We are all sensitive to the economic plight that faces our country and the world: the banking crash and bailout and the unemployment that has grown close to 10% and could linger for some time. The beating the economy has taken shows its bruises first-and-foremost on those bodies least equipped to handle it: the working poor, the ill, the disadvantaged, and the organizations trying to help them out. Donations, as we have often noted on the blog, have taken a real hit since late 2008 (even though the US remains the most generous nation on earth in this regard). Nonprofits and charities are often temped to seek out the biggest donors to help balance the books and keep the good work going. Though that strategy has many merits, we would encourage these groups to remember the microdonations that became part of the donor landscape about eighteen months ago and continues to make a positive impact for their recipients (and for the folks who can spare even a few dollars to their favorite causes).
Micro donations have probably always existed, but their worth to an organization was severely trimmed by the costs of print materials, stamps, and hand-sorted collections. With the rise of on-line donations, and especially of donations via social networking, those same micro donations can prove to be cost effective. In a sense, rather than depending on the margin of a few big donors to cover costs and sink capital into projects, a charity or mission-based company works with the volume of small donors who share with each other via various social networks to create a steady stream of donations. Again, the cost to the organization is minimal. Better still, the buzz among the givers serves as a receptive audience to get more deeply involved with the organization’s work in the future.

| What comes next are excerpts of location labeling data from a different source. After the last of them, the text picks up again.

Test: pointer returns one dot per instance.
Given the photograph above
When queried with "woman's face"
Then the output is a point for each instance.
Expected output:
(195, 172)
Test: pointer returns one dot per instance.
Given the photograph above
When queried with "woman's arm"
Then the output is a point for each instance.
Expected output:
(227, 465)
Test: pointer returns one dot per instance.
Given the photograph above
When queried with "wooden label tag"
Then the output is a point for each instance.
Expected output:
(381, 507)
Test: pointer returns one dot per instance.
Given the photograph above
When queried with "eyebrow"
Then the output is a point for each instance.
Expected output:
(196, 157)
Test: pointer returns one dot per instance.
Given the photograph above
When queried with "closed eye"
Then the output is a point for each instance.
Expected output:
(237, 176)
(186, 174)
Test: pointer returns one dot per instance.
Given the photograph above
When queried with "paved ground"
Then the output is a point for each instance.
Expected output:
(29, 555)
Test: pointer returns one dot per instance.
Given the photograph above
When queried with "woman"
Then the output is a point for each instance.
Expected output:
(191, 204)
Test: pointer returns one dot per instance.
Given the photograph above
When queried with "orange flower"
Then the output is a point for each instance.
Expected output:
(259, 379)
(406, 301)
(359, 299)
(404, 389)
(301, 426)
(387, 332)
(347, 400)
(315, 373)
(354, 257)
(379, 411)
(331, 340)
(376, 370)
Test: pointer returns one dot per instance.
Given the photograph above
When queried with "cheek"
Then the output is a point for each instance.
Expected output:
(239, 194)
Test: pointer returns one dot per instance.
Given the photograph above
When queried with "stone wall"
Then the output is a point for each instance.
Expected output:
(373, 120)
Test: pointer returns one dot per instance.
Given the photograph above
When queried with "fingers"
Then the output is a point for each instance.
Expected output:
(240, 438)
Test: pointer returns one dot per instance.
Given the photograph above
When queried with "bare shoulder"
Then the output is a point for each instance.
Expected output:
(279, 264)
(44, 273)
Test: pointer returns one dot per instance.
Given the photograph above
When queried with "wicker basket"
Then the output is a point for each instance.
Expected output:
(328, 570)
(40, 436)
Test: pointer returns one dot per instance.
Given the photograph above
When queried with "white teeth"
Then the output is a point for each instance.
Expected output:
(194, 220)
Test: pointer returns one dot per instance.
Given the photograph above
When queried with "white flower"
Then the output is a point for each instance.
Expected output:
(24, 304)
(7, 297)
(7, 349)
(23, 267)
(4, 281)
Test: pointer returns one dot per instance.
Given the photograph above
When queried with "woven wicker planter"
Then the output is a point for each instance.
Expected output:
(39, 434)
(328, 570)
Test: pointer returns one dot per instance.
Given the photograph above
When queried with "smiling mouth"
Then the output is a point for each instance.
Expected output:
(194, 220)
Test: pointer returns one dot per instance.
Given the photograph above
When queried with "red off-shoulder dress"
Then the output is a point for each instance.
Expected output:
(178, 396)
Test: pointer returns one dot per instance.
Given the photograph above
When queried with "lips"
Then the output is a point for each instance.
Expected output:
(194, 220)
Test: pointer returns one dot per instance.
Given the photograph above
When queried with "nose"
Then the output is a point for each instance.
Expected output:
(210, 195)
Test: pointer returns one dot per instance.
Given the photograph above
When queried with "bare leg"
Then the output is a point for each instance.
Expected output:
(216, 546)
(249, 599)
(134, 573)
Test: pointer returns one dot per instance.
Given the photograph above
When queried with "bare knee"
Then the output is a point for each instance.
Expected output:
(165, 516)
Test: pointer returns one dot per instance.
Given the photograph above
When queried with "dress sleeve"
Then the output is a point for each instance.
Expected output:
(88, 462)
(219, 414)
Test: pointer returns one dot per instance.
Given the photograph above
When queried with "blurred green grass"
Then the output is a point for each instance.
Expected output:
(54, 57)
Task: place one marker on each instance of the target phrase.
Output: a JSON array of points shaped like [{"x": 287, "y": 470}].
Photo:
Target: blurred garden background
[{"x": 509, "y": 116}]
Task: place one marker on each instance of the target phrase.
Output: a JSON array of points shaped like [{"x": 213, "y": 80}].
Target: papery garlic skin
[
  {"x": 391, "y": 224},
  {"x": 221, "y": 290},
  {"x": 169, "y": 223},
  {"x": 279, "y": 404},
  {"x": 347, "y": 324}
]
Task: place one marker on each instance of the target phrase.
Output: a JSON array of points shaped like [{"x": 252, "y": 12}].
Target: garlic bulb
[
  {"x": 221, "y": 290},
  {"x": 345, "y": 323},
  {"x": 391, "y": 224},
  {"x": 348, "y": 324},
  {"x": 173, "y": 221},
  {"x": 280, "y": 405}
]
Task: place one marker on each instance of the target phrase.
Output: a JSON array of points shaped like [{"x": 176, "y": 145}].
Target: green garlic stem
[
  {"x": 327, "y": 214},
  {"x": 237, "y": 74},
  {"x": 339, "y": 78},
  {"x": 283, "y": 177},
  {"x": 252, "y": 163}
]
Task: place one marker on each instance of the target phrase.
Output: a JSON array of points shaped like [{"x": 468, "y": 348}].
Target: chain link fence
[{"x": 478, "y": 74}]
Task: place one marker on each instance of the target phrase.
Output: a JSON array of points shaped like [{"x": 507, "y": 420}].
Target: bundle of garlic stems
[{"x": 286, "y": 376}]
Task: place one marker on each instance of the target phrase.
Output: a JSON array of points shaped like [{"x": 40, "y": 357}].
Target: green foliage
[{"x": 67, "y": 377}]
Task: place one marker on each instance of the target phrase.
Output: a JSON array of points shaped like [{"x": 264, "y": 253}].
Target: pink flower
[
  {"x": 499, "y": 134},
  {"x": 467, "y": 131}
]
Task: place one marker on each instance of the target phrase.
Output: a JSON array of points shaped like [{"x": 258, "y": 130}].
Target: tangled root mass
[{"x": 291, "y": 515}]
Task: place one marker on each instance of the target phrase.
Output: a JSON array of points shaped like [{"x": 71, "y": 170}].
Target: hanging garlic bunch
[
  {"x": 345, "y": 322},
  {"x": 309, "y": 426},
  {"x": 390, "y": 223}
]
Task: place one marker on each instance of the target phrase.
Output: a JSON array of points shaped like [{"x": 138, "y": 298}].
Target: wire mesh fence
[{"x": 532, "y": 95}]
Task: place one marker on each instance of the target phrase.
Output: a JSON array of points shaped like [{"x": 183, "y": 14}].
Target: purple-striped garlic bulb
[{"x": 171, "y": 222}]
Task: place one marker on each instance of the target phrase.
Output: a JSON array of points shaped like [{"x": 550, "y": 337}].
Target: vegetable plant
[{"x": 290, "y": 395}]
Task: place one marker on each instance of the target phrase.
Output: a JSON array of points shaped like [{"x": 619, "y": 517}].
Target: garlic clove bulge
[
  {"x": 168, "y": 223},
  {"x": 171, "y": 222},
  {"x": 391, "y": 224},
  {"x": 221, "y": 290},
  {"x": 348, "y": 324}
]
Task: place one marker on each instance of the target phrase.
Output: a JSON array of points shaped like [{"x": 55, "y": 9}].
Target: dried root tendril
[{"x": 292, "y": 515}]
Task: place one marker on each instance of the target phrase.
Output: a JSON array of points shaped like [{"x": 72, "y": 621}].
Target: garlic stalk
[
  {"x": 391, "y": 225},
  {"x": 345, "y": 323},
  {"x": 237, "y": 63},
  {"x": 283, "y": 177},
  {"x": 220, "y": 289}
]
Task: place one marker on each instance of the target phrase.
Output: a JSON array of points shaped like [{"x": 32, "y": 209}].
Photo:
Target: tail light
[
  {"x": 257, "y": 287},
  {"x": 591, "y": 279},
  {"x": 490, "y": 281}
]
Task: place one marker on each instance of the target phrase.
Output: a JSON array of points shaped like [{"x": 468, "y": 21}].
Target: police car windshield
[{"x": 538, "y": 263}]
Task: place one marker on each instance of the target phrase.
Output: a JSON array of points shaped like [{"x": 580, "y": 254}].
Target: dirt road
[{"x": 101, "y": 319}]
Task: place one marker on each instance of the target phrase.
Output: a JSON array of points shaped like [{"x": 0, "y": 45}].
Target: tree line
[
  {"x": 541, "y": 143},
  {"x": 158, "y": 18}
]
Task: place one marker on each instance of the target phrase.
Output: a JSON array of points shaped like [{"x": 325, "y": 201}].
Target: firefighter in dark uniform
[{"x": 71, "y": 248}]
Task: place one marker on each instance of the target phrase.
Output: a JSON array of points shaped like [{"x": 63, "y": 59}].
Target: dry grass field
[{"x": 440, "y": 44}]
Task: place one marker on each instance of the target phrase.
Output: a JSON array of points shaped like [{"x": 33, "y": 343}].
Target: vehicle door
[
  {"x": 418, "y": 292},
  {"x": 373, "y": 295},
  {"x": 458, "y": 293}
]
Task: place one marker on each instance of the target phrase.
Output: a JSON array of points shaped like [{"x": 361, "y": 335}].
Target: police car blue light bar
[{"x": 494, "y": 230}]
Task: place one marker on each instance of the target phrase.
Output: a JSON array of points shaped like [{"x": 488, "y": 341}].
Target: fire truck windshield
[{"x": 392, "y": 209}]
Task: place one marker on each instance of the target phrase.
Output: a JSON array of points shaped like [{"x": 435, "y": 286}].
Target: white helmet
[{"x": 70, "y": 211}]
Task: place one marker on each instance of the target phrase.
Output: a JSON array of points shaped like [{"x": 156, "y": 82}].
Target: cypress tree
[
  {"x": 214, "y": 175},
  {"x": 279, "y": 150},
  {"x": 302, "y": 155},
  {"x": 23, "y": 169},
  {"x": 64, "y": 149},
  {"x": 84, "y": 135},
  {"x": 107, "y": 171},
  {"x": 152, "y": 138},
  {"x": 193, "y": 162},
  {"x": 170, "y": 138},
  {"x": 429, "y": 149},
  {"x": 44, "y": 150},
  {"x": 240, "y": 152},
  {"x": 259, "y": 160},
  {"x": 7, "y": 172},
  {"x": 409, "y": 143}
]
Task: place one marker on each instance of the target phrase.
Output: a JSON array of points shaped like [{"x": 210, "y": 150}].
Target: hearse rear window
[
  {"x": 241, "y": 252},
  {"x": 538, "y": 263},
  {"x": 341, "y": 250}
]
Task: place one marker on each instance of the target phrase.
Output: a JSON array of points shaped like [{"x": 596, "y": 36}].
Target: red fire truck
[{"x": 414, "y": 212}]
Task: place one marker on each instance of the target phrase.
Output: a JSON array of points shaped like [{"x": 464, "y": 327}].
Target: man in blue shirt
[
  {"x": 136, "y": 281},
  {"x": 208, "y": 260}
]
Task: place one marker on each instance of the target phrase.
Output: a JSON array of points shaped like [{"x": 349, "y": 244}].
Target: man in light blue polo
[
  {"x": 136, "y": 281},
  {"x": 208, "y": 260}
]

A number of sites exist that encourage people to sign up and connect to their social media accounts of choice, then use those accounts to donate a few dollars here and there. A nice roundup of some of these sites can be found here (Alas, TipJoy.com and Fundable.com are no longer with us). One of the better parts of the microdonation movement for organizations that do not yet follow it is that the necessary technological infrastructure is already built. Establishing accounts and branding, then getting the word out, are what are now required.
Watch for creative ways the microdonation spirit is marshaled, whether via websites dedicated to them, or via better established networking sites (think: Twitter and Facebook), or even via mobile devices (like the drive by The Red Cross to raise funds for victims of the Haitian earthquake via text messaging). During this Great Recession, we can still give, and leveraging each others’ social networks to give a little bit will be an important way to do so.